"Está vivo?"
Foi com essa pergunta que fui recebido de volta a Second Life depois de mais de dois meses afastado do universo virtual e deste blog.
O cenário não poderia ser mais apropriado: uma ilha habitada por vampiros, demônios, anjos e lobisomens com direito a floresta, castelo mal-assombrado e, claro, um tenebroso cemitério.
Batizada de Lendas Urbanas, a ilha serve de palco para o novo RPG - jogo de interpretação de papéis - criado pelo pessoal da Ilha Brasil e inaugurado na última quarta-feira de Halloween. Depois de me oferecer um kit para poder entrar no jogo, meu anfitrião, Gaston Nouvelle, me leva para um rápido passeio pelo lugar.
"O sim é projetado com 60 mil m2 de esgotos.
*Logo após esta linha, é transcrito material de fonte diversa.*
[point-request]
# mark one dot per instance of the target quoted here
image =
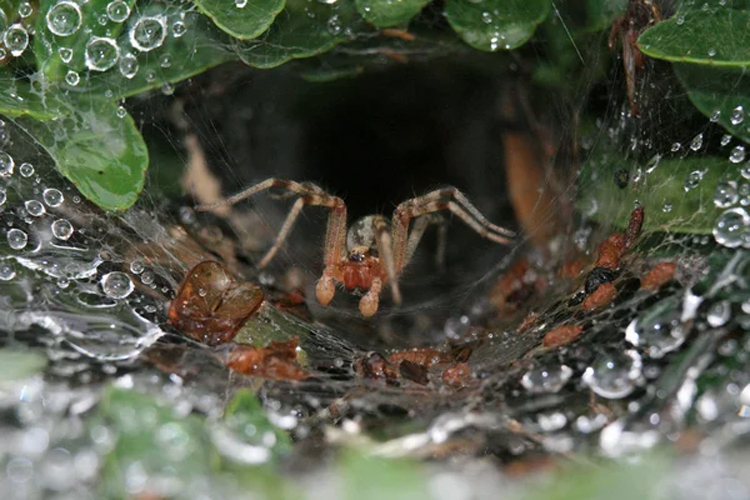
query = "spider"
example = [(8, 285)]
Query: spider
[(372, 253)]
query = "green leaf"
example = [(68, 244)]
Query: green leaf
[(79, 29), (722, 94), (102, 153), (662, 192), (18, 365), (384, 13), (370, 478), (200, 47), (305, 29), (717, 36), (496, 24), (18, 98), (244, 22)]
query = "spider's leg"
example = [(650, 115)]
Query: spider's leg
[(385, 249), (304, 189), (368, 305)]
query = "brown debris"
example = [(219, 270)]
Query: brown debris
[(275, 361), (211, 306), (658, 275), (561, 336), (602, 296), (457, 376)]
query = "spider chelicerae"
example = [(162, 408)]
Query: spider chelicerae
[(371, 253)]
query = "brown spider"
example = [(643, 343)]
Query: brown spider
[(370, 254)]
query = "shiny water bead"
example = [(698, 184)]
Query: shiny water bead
[(53, 197), (118, 11), (128, 66), (17, 239), (62, 229), (7, 164), (117, 285), (64, 18), (148, 33), (34, 208), (101, 53), (16, 39)]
Dá para se perder feio aqui", me diz Gaston, enquanto nos guia com uma lanterna pelos corredores subterrâneos de Lendas Urbanas. "À noite isso é tétrico."
Subimos à superfície em um ferro velho, área habitada pelos nekos, criaturas meio-gatos meio-homens que também fazem parte da fauna do jogo. Já no castelo dos vampiros, observo os fantasmas se mexendo nas fotografias antigas, máquinas de tortura espalhadas pelos andares e, aqui e ali, manchas de sangue tingindo o piso e as paredes do lugar. Lembrei imediatamente o que havia me dito minutos antes Gaston:
"As mordidas dos vampiros aqui realmente ferem; as armas podem matar". Um calafrio percorreu a minha espinha virtual quando me dei conta que, dali a poucos minutos, uma daqueles lápides traria o meu nome inscrito nela. Sim, hoje, eu estava ali para morrer. Meu amigo - e em breve executor e coveiro -, tentou quebrar o gelo: "O que devo escrever na lápide, te vejo no My World?".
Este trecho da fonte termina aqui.